By Cromwell Schubarth

It's getting harder to start a business, but some entrepreneurs are finding success despite the slowing economy.

That's the message expected to come out this morning during Sen. John F. Kerry's first field hearing as chairman of the Senate Small Business and Entrepreneurship Committee.

Entrepreneurial experts and the founders of local technology companies will testify in two panels at the Massachusetts Institute of Technology, in Cambridge.

"There are a lot of people with good technology ideas who are looking for a hand in how to get started," said one of the scheduled speakers, Jill Card, president and founder of Ibex Process Technology, a nine-employee Lowell maker of artificial intelligence control software.

"I'm optimistic, but the well has never been so dry for start-up funding as it is right now," she said Friday.

Also scheduled to speak are Rock Steven Gnatovich, president of Spotfire Inc. in Somerville; Patrick Von Bargen, executive director of the National Commission on Entrepreneurship; Inc. magazine editor George Gendron; and John F. Hodgman, president of the Massachusetts Technology Development Corp.
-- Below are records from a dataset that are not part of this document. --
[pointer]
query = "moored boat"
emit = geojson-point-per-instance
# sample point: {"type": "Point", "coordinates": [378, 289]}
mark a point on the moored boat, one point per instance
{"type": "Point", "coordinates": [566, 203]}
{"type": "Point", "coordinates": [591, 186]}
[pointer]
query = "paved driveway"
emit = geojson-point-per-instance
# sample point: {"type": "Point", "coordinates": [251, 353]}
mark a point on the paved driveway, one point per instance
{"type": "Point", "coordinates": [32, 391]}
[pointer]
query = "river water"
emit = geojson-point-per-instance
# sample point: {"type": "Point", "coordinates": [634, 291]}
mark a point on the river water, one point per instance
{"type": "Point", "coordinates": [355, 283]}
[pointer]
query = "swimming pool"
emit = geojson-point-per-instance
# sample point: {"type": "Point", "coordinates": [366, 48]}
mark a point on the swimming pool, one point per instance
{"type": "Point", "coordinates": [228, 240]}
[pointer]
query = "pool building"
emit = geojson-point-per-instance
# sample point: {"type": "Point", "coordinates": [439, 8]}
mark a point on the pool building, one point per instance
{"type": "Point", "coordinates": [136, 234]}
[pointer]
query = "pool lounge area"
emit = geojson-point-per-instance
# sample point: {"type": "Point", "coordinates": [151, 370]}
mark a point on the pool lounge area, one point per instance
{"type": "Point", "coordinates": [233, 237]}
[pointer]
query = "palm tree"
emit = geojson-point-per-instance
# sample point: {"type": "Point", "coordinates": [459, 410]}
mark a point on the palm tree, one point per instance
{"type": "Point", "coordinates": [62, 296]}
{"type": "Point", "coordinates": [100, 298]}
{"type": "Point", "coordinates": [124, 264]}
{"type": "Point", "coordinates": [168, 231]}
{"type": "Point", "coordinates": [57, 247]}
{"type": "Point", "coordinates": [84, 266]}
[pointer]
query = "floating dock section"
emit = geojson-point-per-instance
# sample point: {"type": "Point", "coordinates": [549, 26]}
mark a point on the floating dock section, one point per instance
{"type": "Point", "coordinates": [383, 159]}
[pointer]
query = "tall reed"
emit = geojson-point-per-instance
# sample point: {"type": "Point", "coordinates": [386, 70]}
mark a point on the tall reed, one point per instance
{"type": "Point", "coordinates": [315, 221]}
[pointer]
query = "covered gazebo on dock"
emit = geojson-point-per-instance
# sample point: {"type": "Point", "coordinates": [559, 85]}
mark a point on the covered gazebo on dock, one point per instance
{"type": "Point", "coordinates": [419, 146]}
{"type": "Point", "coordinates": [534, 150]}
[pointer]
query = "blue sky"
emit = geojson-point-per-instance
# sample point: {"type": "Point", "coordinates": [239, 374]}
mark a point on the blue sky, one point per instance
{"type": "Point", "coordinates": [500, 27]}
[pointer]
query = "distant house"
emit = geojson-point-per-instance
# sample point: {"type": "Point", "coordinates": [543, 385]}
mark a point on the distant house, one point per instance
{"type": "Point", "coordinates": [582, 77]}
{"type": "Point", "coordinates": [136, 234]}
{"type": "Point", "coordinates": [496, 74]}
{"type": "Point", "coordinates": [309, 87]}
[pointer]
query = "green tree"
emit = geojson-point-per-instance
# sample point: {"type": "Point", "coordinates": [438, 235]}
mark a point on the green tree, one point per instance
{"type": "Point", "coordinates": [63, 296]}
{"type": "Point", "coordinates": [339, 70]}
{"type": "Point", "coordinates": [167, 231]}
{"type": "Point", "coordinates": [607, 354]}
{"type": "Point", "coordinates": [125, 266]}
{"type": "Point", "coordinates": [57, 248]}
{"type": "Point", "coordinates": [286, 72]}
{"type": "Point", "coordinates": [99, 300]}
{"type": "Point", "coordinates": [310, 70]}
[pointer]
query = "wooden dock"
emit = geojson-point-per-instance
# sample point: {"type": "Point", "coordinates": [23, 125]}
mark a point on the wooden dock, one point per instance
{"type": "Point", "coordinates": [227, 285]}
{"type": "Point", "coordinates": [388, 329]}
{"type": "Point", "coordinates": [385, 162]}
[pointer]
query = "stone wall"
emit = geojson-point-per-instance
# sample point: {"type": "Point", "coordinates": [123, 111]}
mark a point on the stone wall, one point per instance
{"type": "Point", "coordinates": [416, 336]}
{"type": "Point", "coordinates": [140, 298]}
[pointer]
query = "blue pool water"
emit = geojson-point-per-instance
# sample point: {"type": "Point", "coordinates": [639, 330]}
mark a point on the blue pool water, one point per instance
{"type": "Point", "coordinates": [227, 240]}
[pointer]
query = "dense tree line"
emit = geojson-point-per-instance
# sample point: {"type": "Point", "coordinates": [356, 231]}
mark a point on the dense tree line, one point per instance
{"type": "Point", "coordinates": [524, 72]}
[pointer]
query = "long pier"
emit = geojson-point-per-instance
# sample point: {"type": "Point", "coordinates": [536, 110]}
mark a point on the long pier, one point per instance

Later in the day, Kerry will speak at Anthony's Pier 4 in Boston to an annual awards lunch for the federal minority business development agency of the Department of Commerce.

Being honored as New England's minority contractor of the year is Frank Thomas, of Boston's Thomas Construction Co.; as Federal prime contractor of the year, Foster-Wheeler Environmental Corp., of Boston; and the Brockton 21st Century Economic Development Corp. for its neighborhood work.

Also getting special awards at the lunch will be Gail Snowden, an executive vice president at FleetBoston; Kevin Cohee, chairman and chief executive of the Boston Bank of Commerce; Fletcher H. Wiley, president of PRWT Services; the Rev. Charles Stith, former ambassador to Tanzania; John B. Cruz Construction Co. Inc.; and a posthumous award will be made to the late U.S. Rep. Joseph Moakley.